I found this on Bowtie2 site, here. "Signal 11 SEGV" seems to be related to the number of threads (one thread vs. multi-thread). This should be fixed in version 2.4, though a few people still have this error (including me, who is using 2.4.2). I tried running with one single thread, but it still failed with the same error.
If you have found a solution for the issue, please tell me. Thank you.

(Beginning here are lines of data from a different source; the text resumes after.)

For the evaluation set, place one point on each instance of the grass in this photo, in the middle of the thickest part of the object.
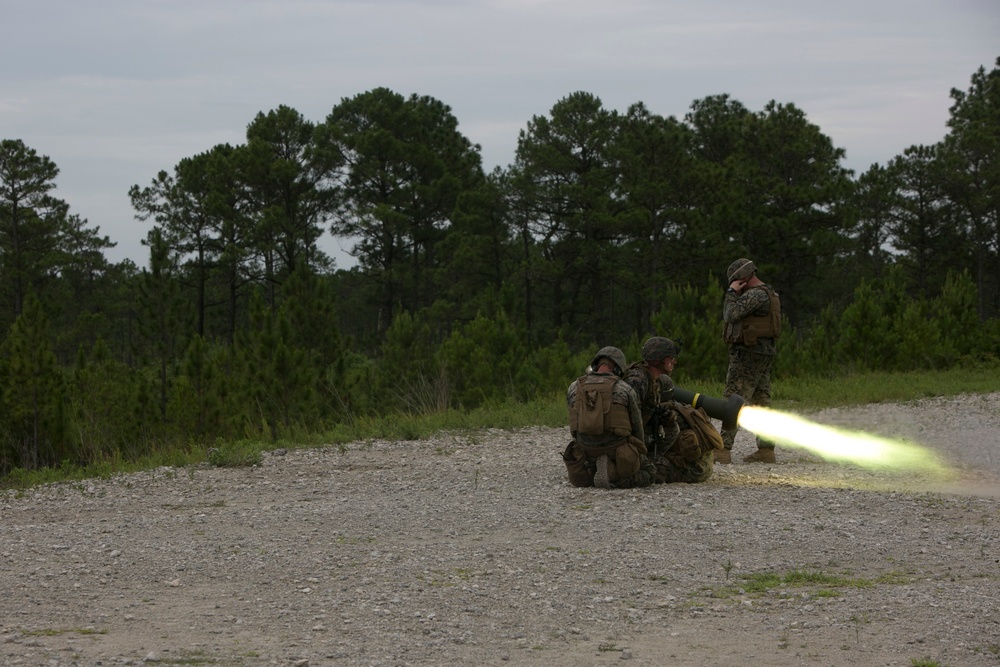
(800, 395)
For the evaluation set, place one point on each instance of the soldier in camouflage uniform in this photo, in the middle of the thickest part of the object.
(752, 323)
(608, 449)
(676, 457)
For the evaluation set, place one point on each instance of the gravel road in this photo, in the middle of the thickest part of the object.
(471, 549)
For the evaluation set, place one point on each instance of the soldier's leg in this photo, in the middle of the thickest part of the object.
(740, 379)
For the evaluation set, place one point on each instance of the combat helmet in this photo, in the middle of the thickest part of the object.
(612, 353)
(658, 347)
(741, 269)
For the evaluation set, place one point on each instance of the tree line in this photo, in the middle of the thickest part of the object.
(473, 287)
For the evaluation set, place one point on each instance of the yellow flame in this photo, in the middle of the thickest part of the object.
(838, 444)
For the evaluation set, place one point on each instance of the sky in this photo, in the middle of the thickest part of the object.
(114, 91)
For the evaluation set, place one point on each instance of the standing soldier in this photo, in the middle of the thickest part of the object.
(752, 323)
(679, 450)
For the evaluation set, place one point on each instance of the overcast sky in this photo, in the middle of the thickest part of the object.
(114, 91)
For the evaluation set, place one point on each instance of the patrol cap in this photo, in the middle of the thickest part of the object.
(659, 347)
(741, 269)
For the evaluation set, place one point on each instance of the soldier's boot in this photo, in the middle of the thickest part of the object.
(601, 479)
(762, 455)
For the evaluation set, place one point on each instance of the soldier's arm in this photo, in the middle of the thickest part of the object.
(739, 306)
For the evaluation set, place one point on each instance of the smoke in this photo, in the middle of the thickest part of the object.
(839, 444)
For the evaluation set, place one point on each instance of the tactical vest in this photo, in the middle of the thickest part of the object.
(752, 327)
(594, 411)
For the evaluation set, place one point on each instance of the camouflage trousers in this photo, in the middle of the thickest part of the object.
(671, 466)
(749, 376)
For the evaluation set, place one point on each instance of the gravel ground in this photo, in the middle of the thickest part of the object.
(471, 549)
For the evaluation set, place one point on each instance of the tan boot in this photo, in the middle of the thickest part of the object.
(763, 455)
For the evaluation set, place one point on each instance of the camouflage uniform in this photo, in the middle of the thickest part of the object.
(749, 373)
(582, 453)
(662, 439)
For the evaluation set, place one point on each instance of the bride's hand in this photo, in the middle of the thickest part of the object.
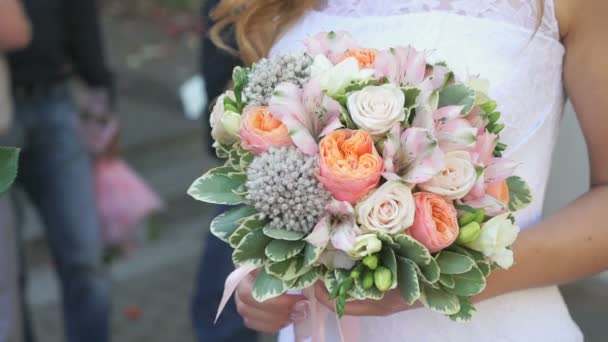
(391, 303)
(271, 315)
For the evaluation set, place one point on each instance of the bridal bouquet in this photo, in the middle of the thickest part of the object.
(368, 170)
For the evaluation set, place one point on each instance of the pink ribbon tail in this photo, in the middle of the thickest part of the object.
(232, 282)
(313, 328)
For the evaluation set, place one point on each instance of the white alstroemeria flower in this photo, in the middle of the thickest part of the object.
(335, 78)
(497, 235)
(225, 124)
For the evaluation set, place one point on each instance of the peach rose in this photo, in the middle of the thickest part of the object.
(349, 165)
(500, 191)
(435, 221)
(365, 57)
(260, 130)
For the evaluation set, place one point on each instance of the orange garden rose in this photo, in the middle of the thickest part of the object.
(500, 191)
(435, 221)
(365, 57)
(260, 130)
(349, 165)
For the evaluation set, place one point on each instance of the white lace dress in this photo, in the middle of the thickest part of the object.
(502, 41)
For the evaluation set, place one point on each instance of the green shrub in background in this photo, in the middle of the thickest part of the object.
(9, 157)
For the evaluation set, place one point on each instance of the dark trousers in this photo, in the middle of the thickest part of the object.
(55, 171)
(215, 266)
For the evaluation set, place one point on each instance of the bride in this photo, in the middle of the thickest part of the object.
(533, 53)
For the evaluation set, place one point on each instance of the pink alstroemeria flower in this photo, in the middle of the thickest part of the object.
(336, 232)
(401, 65)
(415, 156)
(333, 44)
(308, 113)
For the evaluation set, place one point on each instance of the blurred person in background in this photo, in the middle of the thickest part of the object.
(55, 169)
(15, 33)
(216, 263)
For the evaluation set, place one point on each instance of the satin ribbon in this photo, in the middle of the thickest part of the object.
(311, 329)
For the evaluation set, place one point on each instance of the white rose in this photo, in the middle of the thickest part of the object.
(457, 178)
(377, 108)
(225, 124)
(366, 244)
(335, 78)
(497, 235)
(389, 209)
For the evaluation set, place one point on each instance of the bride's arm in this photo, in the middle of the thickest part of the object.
(574, 242)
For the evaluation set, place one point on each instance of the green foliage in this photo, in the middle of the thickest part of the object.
(251, 249)
(283, 234)
(280, 250)
(519, 193)
(9, 163)
(219, 188)
(454, 263)
(267, 286)
(457, 95)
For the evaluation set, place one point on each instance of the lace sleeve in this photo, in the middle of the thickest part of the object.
(524, 13)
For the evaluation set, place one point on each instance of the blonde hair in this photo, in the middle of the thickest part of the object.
(258, 23)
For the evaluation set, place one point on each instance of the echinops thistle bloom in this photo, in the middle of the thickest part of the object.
(281, 185)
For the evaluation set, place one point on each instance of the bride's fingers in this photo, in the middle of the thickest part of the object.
(260, 320)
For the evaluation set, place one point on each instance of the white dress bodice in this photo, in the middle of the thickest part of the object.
(514, 45)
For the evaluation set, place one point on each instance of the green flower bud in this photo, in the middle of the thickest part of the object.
(469, 233)
(383, 278)
(356, 272)
(497, 128)
(493, 118)
(480, 215)
(467, 218)
(368, 280)
(371, 261)
(488, 107)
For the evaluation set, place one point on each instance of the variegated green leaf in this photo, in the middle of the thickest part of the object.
(519, 193)
(413, 250)
(467, 310)
(307, 279)
(387, 258)
(267, 286)
(360, 293)
(430, 272)
(439, 300)
(279, 250)
(311, 254)
(468, 284)
(288, 269)
(245, 160)
(457, 95)
(248, 225)
(408, 280)
(227, 222)
(454, 263)
(283, 234)
(251, 249)
(447, 280)
(218, 189)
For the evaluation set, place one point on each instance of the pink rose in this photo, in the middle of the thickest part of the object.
(260, 130)
(435, 221)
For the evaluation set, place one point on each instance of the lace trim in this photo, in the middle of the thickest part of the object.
(523, 13)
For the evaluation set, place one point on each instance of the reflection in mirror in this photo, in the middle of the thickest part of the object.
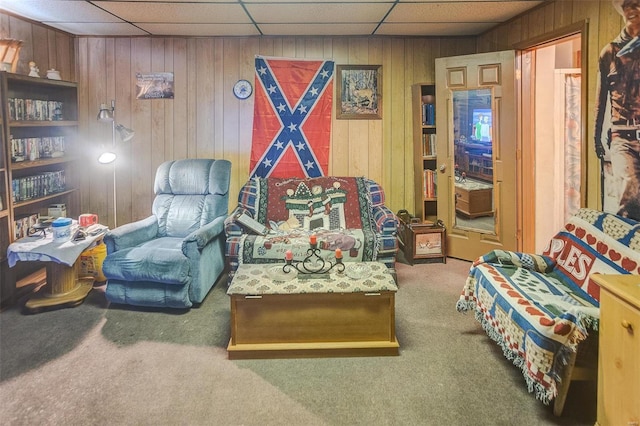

Does the all_genes_annot.rev.rev.1.bt2l
indeed exist at /lustre/marialaura/databases/humann/struo_gtdb/nucleotide/
?
If it does exist, what is the file size? It should be 12G
Does the
all_genes_annot.rev.rev.1.bt2l
indeed exist at/lustre/marialaura/databases/humann/struo_gtdb/nucleotide/
?If it does exist, what is the file size? It should be 12G
That is what I have:
[marialaura]$ tree -h
|-- [ 12K] nucleotide
| |-- [ 12G] all_genes_annot.1.bt2l
| |-- [ 13G] all_genes_annot.2.bt2l
| |-- [500M] all_genes_annot.3.bt2l
| |-- [6.6G] all_genes_annot.4.bt2l
| |-- [ 12G] all_genes_annot.rev.1.bt2l
| |-- [ 13G] all_genes_annot.rev.2.bt2l
| `-- [7.9G] genome_reps_filt_annot.fna.gz
`-- [ 12K] protein
`-- [ 11G] uniref90_201901.dmnd
2 directories, 8 files
So I do not have all_genes_annot.rev.rev.1.bt2l
("double rev"), I just have all_genes_annot.rev.1.bt2l
("single rev"). But as @BostjanMurovec already said, even if I tried to rename it to "double rev", it would return an error Could not open index file all_genes_annot.rev.rev.rev.1.bt2l
("triple rev").
If I delete the all_genes_annot.rev.1.bt2l
, the program asks for all_genes_annot.rev.1.bt2l
(single rev). But then it doesn't exist, of course.
In my last attempt, I used the command:
humann \
--bypass-nucleotide-index \
--search-mode uniref90 \
--remove-temp-output \
--nucleotide-database /marialaura/databases/humann/struo_gtdb/nucleotide/ \
--protein-database /marialaura/databases/humann/struo_gtdb/protein/ \
--taxonomic-profile /marialaura/kraken_results/mpa_syle/S57.mpa.txt \
--threads 1 \
--input /marialaura/samples_joined/S57_R1_R2.fastq.gz \
--output /marialaura/humann_results/humann_23-06_test
I used Bowtie 2.4.2 and Humann v3.0.0.alpha.4.
@marialgk this is likely a humann3 bug. Can you try updating humann3 to the non-alpha version of humann3?
Closing due to lack of activity. Feel free to reopen, if needed.